Hukum asalnya semua isim adalah bertanwin sampai ada sebab lain yang menjadikan tanwinnya hilang seperti kemasukan alif dan lam atau menjadi idhafah (sandaran). Isim yang dilekati alif dan lam, maka tanwinnya wajib dihilangkan. Contohnya كِتَابٌ (buku). Ketika ada alif dan lam, maka wajib dibaca الكِتَابُ dengan dhammah saja, bukan dengan dhammatain seperti الكِتَابٌ . Sebaliknya, Kata كِتَابٌ ketika berdiri sendiri tanpa alif dan lam, maka wajib dibaca tanwin, dan tidak boleh hanya dhammah saja seperti كِتَابُ. Begitupun juga ketika kata كِتَابٌ menjadi idhafah (sandaran) seperti كِتَابُ زَيْدٍ (bukunya Zaid) maka tidak boleh dibaca tanwin seperti كِتَابٌ زَيْدٍ
Isim yang bisa bertanwin ini disebut dengan Isim Munsharif dan kebanyakan isim termasuk jenis ini. Contohnya: مَسْجِدٌ (masjid), بَابٌ (pintu), زَيْدٌ (Zaid), عَيْنٌ (mata), dan sebagainya. Namun ada beberapa isim yang tidak boleh bertanwin ketika berdiri sendiri, apalagi ketika kemasukan alif dan lam atau idhafah. Isim yang termasuk jenis ini disebut dengan isim ghairu munsharif.

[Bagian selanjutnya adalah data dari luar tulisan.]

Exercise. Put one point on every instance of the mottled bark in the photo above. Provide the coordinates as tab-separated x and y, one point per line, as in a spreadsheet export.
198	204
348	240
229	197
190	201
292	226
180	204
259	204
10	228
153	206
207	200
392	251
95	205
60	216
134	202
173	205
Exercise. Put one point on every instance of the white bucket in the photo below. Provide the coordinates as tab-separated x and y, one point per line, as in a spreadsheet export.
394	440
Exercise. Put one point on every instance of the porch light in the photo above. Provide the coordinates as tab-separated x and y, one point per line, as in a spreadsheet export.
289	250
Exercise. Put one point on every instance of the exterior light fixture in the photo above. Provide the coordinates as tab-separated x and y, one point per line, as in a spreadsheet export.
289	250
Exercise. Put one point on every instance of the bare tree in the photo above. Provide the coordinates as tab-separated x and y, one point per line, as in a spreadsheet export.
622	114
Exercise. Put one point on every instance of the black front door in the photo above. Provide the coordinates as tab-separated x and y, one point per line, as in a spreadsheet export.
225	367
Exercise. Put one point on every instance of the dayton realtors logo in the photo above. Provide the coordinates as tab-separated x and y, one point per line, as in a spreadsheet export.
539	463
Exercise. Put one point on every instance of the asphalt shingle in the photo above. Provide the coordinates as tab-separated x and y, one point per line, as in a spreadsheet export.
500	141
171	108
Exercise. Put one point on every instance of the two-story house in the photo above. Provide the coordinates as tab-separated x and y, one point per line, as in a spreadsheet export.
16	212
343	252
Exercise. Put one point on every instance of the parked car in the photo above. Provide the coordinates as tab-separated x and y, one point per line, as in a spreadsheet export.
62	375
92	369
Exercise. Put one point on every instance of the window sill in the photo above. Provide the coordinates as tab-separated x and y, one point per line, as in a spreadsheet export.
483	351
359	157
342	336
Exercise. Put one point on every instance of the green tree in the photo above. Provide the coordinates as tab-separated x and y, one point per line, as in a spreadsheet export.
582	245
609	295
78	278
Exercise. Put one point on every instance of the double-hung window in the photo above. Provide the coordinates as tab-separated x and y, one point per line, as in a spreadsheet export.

Contohnya dalam Al Qur’an:
...وَإِذْ قَالَ إِبْرَاهِيمُ
رَبِّ اجْعَلْ هَذَا بَلَدًا آمِنًا
“Dan (ingatlah), ketika Ibrahim berdoa: “Ya Tuhanku, Jadikanlah negeri ini, negeri yang aman sentosa ….” (Al Baqarah: 126)
Bila kita periksa dalam seluruh ayat Al Qur’an yang mengandung nama Nabi “Ibrahim” maka akan kita dapati bahwa seluruhnya tidak bertanwin. Berbeda dengan Nabi Nuh, seluruhnya bertanwin, salah satu contohnya:
إِنَّا أَوْحَيْنَا إِلَيْكَ
كَمَا أَوْحَيْنَا إِلَى نُوحٍ وَالنَّبِيِّينَ مِنْ بَعْدِهِ وَأَوْحَيْنَا إِلَى
إِبْرَاهِيمَ وَإِسْمَاعِيلَ وَإِسْحَاقَ وَيَعْقُوبَ وَالأسْبَاطِ وَعِيسَى
وَأَيُّوبَ وَيُونُسَ وَهَارُونَ وَسُلَيْمَانَ وَآتَيْنَا دَاوُدَ زَبُورًا
“Sesungguhnya Kami telah memberikan wahyu kepadamu sebagaimana Kami telah memberikan wahyu kepada Nuh dan nabi-nabi yang kemudiannya, dan Kami telah memberikan wahyu (pula) kepada Ibrahim, Isma’il, Ishak, Ya’qub dan anak cucunya, Isa, Ayyub, Yunus, Harun dan Sulaiman. dan Kami berikan Zabur kepada Daud.” (An Nisa: 163)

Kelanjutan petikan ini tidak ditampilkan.